Ce film est une adaptation d’un film danois Queen of Heart, jamais sorti en France, que Saïd Ben Saïd a proposé de réaliser à Catherine Breillat, pensant qu’elle ferait “mieux que l’original”.

Catherine, hémiplégique suite à un accident cérébral, n’avait pas tourné depuis Abus de faiblesse, en 2013, et pensait peut-être ne plus jamais faire de film.

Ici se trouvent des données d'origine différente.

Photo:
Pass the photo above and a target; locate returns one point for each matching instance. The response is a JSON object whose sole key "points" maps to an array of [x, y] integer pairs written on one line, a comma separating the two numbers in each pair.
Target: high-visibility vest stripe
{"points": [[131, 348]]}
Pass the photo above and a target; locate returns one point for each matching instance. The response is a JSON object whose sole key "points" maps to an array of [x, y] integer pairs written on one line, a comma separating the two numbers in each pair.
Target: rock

Mais à la vue du film : « J’ai été stupéfiée par ce mensonge qui y est raconté. Proférer un si gros mensonge et arriver à le faire croire à l’autre, il faut quand même être dans une forme de vérité pour y arriver ! Je trouvais que c’était un dispositif scénaristique absolument génial, digne de Shakespeare. » (...) « Sur le papier, c’était effectivement l’histoire d’un adultère avec un beau-fils beaucoup trop jeune, etc. Mais ce n’est pas ça que je voulais raconter. Je n’aime pas le cinéma réaliste, quand on le cantonne à dire des choses convenues, étriquées, moralistes. L’art moraliste enlaidit et rétrécit les gens. Mais l’Art est moral car il les embellit, porte un regard sur eux qui les épanouit, les transfigure. Contrairement à ce qu’on croit, je suis hyper romantique ! Je suis obsédée par la pureté, c’est pour ça que je ne supporte pas l’adjectif "sulfureux" à mon égard. Ni que l’on dise que je fais du cinéma érotique. Je hais l’érotisme ! L’érotisme, c’est la manière dont les hommes voient les femmes comme objet de consommation. Je n’ai jamais mis le moindre érotisme dans mes films. Il y a certes de l’âpreté et de la sexualité, parce que je me suis interrogée sur mon identité sexuelle depuis le début. Mais mes films sont avant tout poétiques. Ce qui m’intéresse, c’est le désir, l’amour, la pulsion amoureuse, la culpabilité… Enfin tout ce qui nous échappe, tout ce qui est de l’ordre du non-dit et que j’appelle notre "lieu commun". »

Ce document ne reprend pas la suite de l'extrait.